How has the Biden administration already made things better for transgender people?

During his first 100 days in office, President Joe Biden has vowed to make the enactment of the Equality Act a legislative priority, as well as direct his Cabinet to ensure immediate and full enforcement across all federal departments and agencies. Since his inauguration six weeks ago, Biden has signed a string of executive orders which immediately actioned the reversal of oppressive policies put in place by the Trump-Pence Administration. In a short space of time, Biden has shown that it’s possible to make rapid progress towards true equality and inclusion, setting a hopeful precedent for the remainder of his presidency.  

Among the first of his decisions was to include more pronoun options in the White House contact form – to some, a minor change, but a significant leap for the LGBT+ community, and a signal of intent for the months that will follow. During the same sitting, Biden signed an executive order to prohibit discrimination based on sexual orientation and gender identity, under the Fair Housing Act. One in five transgender people have been discriminated against when seeking a home, with those who are seeking support from homeless shelters often turned away when facilities are not gender neutral.
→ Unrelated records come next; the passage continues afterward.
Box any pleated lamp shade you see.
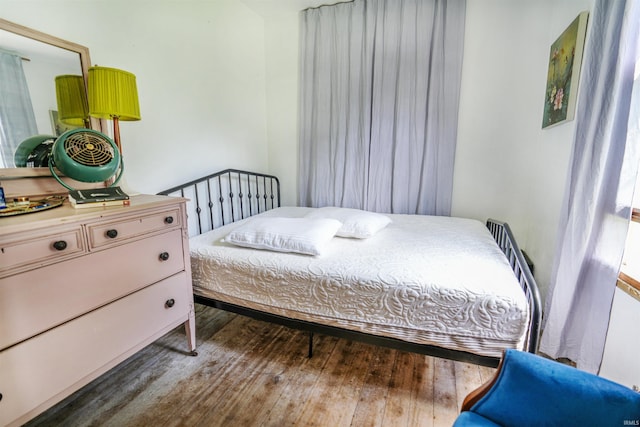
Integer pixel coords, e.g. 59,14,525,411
88,67,140,121
56,74,89,126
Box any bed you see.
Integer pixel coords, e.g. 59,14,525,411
160,169,541,366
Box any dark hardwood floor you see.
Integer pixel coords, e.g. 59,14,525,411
28,305,494,427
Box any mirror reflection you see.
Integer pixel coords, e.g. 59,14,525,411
0,24,83,168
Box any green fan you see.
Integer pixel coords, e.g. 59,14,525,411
14,128,123,190
13,135,56,168
49,128,123,190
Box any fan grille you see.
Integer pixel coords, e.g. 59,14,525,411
64,132,114,166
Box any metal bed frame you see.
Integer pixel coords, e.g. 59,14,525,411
158,169,542,367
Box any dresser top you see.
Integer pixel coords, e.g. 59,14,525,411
0,194,186,239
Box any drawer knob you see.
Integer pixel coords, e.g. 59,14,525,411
53,240,67,251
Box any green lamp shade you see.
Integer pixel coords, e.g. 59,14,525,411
56,74,89,126
88,67,140,121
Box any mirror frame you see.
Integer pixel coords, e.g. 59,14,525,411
0,18,102,178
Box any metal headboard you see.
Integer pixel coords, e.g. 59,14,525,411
158,169,280,236
487,219,542,353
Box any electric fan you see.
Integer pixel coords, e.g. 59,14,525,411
13,135,56,168
49,128,123,190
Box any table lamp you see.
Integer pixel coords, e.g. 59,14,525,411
88,67,140,154
55,74,89,128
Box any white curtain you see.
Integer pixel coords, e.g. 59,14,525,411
299,0,466,215
540,0,640,372
0,51,37,167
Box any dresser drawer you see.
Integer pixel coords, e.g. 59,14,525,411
0,230,185,349
87,207,182,248
0,226,85,277
0,273,193,426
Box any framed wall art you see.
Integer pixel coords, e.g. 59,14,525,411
542,12,589,129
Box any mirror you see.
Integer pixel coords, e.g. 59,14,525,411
0,18,101,177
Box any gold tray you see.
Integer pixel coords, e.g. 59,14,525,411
0,197,64,217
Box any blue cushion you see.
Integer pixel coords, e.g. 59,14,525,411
453,411,501,427
471,350,640,427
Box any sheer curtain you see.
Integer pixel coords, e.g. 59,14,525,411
299,0,466,215
0,51,38,167
540,0,640,372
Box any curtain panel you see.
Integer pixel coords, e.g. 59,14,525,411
540,0,640,373
299,0,466,215
0,51,38,168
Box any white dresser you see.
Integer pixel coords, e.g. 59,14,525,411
0,195,195,426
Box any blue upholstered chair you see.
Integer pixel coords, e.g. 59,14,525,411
454,350,640,427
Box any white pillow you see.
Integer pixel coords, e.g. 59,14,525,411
305,206,391,239
224,217,342,255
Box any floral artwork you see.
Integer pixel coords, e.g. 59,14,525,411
542,12,589,128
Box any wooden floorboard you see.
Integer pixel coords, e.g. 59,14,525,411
27,305,494,427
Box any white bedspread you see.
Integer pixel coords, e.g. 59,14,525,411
190,208,528,357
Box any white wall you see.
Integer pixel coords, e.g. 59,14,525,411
452,0,593,295
0,0,593,300
256,0,593,295
0,0,268,192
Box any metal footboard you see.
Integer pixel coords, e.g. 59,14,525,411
487,219,542,353
158,169,280,237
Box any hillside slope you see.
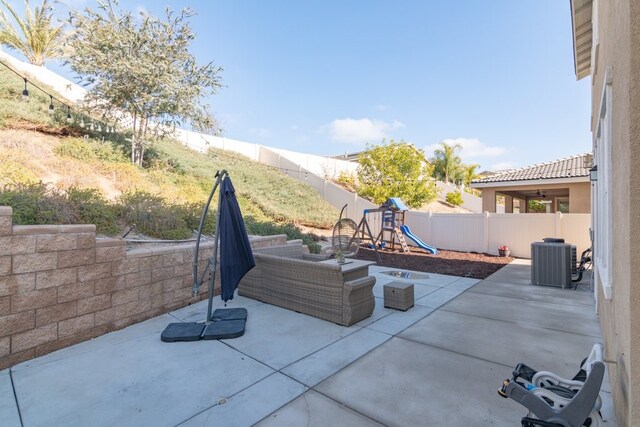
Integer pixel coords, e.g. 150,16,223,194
0,65,338,242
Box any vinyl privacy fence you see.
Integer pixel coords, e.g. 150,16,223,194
406,212,591,258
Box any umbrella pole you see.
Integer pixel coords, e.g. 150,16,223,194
207,175,222,324
191,169,228,297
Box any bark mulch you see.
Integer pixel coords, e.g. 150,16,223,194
356,246,513,279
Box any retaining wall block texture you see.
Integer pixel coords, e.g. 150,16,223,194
0,206,287,370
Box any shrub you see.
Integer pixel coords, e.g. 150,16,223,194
55,138,127,162
67,187,119,235
446,191,463,206
336,171,356,192
0,182,78,225
118,191,215,240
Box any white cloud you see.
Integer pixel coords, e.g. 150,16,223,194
249,128,271,138
425,138,507,159
489,162,517,171
136,4,151,16
325,118,404,144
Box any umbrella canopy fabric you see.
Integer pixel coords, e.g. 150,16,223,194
219,176,256,302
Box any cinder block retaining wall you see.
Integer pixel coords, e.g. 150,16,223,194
0,206,286,369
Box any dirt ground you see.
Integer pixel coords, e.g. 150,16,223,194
356,247,513,279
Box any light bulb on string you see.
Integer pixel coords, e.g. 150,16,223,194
22,77,29,102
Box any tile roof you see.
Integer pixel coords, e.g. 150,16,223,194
471,153,593,185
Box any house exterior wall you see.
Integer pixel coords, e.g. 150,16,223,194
0,206,286,372
482,182,591,213
591,0,640,425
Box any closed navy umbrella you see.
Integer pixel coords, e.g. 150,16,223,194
219,176,256,302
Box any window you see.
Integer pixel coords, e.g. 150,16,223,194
556,197,569,213
592,68,613,299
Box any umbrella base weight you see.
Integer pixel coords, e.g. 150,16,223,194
202,319,245,340
211,308,247,322
160,308,247,342
160,322,205,342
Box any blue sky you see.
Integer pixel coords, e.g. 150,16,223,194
42,0,591,170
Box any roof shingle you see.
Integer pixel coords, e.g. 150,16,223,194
471,153,593,184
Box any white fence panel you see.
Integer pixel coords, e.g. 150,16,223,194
487,214,561,258
406,212,590,258
556,214,591,261
432,214,484,252
271,148,358,179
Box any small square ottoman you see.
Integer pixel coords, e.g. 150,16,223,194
384,282,413,311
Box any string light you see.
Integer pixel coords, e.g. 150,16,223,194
0,61,116,137
22,77,29,102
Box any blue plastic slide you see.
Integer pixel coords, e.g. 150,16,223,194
400,225,438,255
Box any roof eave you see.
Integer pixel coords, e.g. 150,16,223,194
570,0,593,80
470,176,589,189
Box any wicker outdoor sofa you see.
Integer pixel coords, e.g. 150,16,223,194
238,242,376,326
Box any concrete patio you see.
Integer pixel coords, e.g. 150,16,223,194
0,260,615,426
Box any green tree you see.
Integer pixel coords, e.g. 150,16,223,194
358,140,437,208
0,0,65,66
68,0,222,165
431,141,462,183
446,191,464,206
462,164,480,187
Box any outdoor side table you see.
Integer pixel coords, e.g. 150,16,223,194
384,282,414,311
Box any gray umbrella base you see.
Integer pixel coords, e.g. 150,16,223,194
160,308,247,342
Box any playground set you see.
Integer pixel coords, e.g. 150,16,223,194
334,197,438,258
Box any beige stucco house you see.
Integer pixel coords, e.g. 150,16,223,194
570,0,640,426
471,153,592,213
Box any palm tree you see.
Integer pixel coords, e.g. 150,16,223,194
431,141,462,183
462,165,480,187
0,0,64,66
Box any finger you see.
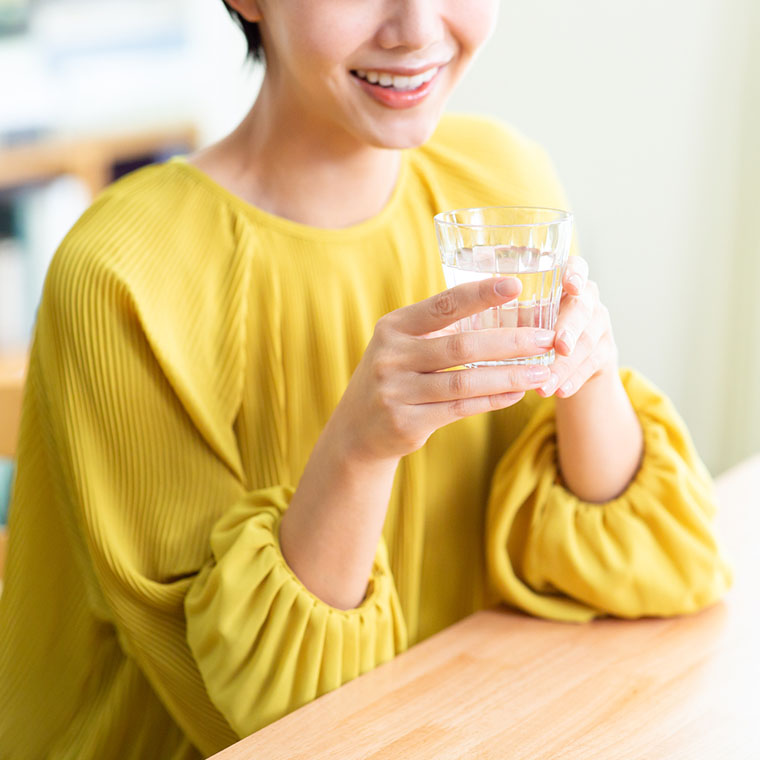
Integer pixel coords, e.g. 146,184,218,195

In April 2019, Donald Trump banned transgender people from joining the US military. At the time, an estimated 15,500 transgender individuals were on active duty or serving in the guard or reserve forces, but no new recruits were allowed to join. Within days of his inauguration, Biden’s administration confirmed that transgender service members will no longer be subject to the possibility of discharge or separation on the basis of gender identity. This revoked the previous administration’s decision and is a much-needed, overdue step in the right direction.

As the first openly transgender federal official set to be confirmed by the US Senate, Biden’s nominee for Assistant Health Secretary, Dr Rachel Levine, is making historic strides for the transgender community. If confirmed, her position will be an affirmation of an identity that has historically been marginalized, as well as a signal of intent for the federal government to provide specific attention to the health of vulnerable communities.                                                                                                                                   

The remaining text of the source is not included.